In the distance, I saw the man stand up and point his rifle at me, and for a brief second I thought he was going to shoot me, that is, until it dawned on me he was looking through the scope.
I waved at him.
He waved back.
I was having the most elaborate conversation I had had in about five months. I could hear him shouting, but simply couldn’t make out what he was saying. I looked around, somewhat frantically, and found a pile of blackish soot like material on a few buckets that were up here. I wish I had a stick of some sort, but simply was too overjoyed in the prospect of continuing this conversation, that I just stuck my hand in it and began writing on the fridge door.
“Don’t shout”
The guy must have realized what I was doing, because he peered through his scope again and was silent.
I washed up the door and began writing again.
“How are you?”
Sounds horribly corny, but it was the God’s honest truth. It was the simplest way of trying to find out just what their condition was. The guy took another look through his scope. As I observed him through my binoculars, I could see him set down the rifle and look almost slumped over. Then, he vanished.
He returned some ten minutes later with a white board, you know, the kind you used to have in your hous
e to write your list or chores on. He was, after all, inside a grocery store; whereas, I was limited to my fridge door. He must have found some markers too, because he began writing furiously. He was soon joined by four other people; two more guys and two women.
He moved his board around so that I could see it, but he had written so much that I simply couldn’t read what was on there. So I scribbled back. What follows is the silent conversation relayed over super high tech fridge door and white board:
Me : “Bigger letters. Can’t read.”
Them : “Sorry. We are trapped.”
Me: “How many?”
Them: “Many. 1000?”
Me: “No, living.”
Them: “5.”
Me: “Food?”
Them: “Enough for now.”
Me: “What can I do?”
Them: “Get us out. Please.”
I managed to ask them how long they had been there, but maybe they didn’t understand, because they answered with a month. That would be a really long time to be trapped inside of a grocery store.
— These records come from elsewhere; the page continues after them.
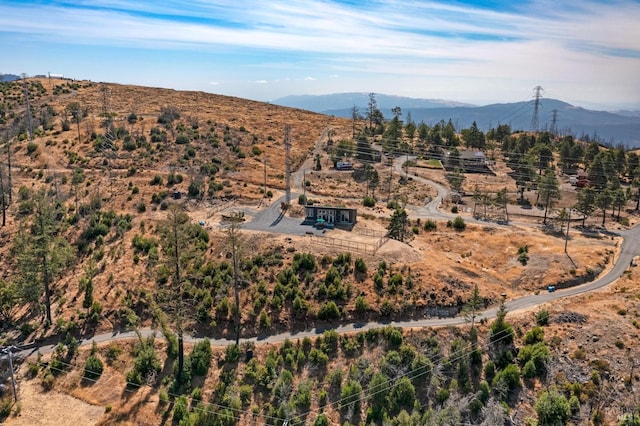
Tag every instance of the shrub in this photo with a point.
(180, 409)
(350, 396)
(361, 305)
(232, 353)
(535, 335)
(265, 320)
(360, 266)
(318, 358)
(387, 308)
(509, 377)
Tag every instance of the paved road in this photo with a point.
(629, 249)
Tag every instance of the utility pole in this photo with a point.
(28, 107)
(534, 119)
(287, 147)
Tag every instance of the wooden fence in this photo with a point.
(357, 246)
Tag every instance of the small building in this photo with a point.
(341, 217)
(344, 165)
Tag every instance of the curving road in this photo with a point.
(629, 249)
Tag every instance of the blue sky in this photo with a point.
(580, 51)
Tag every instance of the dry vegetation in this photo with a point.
(239, 137)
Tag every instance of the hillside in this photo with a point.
(607, 127)
(113, 161)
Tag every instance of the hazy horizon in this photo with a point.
(470, 51)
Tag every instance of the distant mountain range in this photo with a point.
(8, 77)
(620, 127)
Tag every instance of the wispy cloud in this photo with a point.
(424, 39)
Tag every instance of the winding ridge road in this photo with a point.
(629, 249)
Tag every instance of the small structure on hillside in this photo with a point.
(341, 217)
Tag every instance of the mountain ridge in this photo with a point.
(604, 126)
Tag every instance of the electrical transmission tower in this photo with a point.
(534, 119)
(287, 163)
(554, 122)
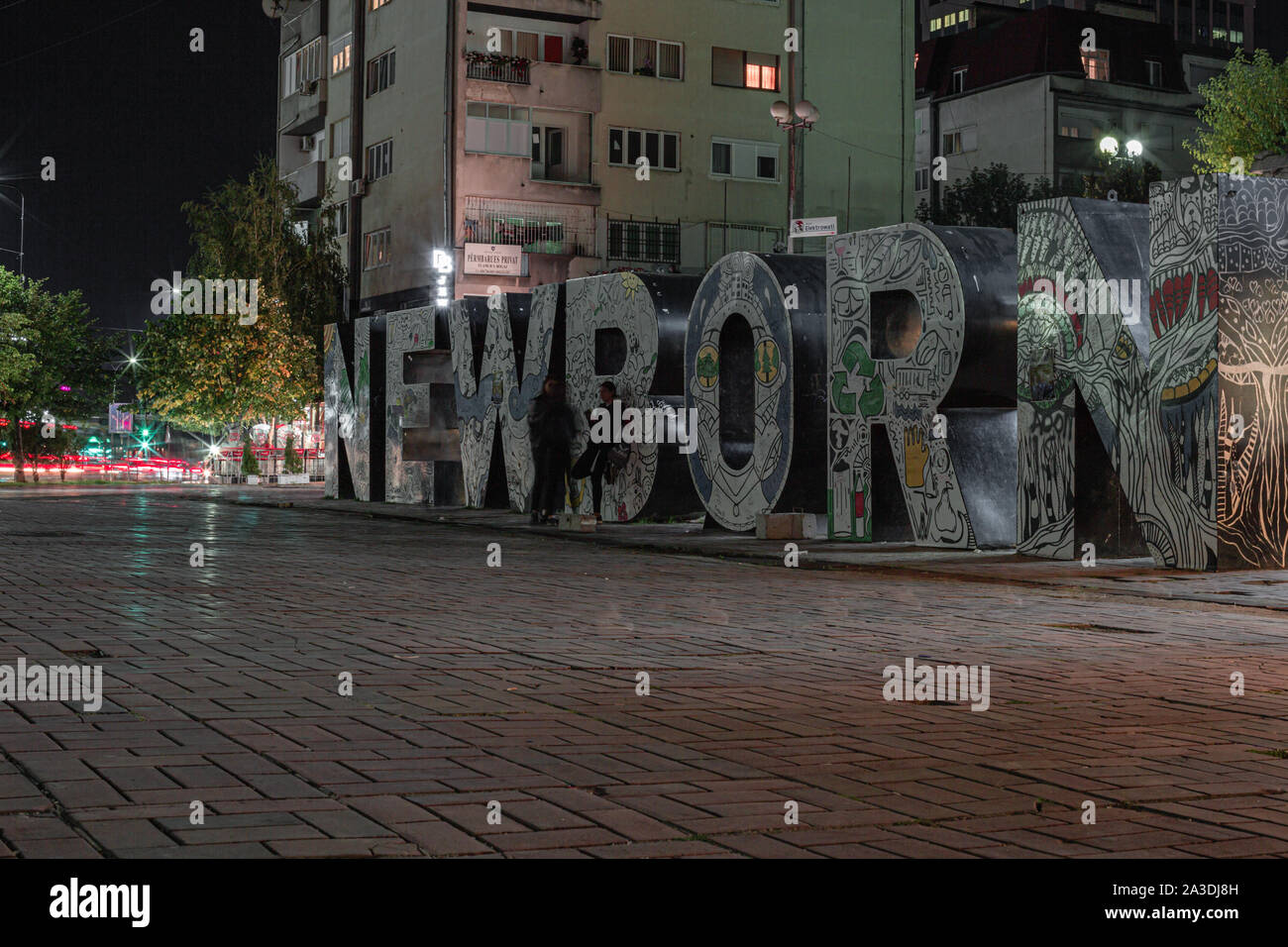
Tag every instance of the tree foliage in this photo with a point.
(209, 371)
(1127, 178)
(52, 360)
(986, 197)
(1244, 114)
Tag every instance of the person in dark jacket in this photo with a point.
(553, 425)
(593, 462)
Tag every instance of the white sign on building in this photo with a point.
(493, 260)
(812, 227)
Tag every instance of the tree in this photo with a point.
(1127, 178)
(1244, 114)
(988, 197)
(209, 371)
(52, 360)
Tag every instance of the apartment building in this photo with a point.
(1019, 89)
(468, 146)
(1220, 24)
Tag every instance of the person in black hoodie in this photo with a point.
(553, 425)
(593, 462)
The quality of the food in there must not be the best, as most non-perishables had probably already been raided. Or maybe they had just got lucky.
I did manage to find out that there were a couple of back doors; loading docks, which weren’t as heavily populated by the wandering dead. In the afternoon, I got off the roof and took a long way around to see just how that area looked, and while it certainly had less of the dead, it was a tight squeeze up along a set of really high fences. Any attempt to get a vehicle in there would get it stuck among all the dead, and then I’d be trapped myself.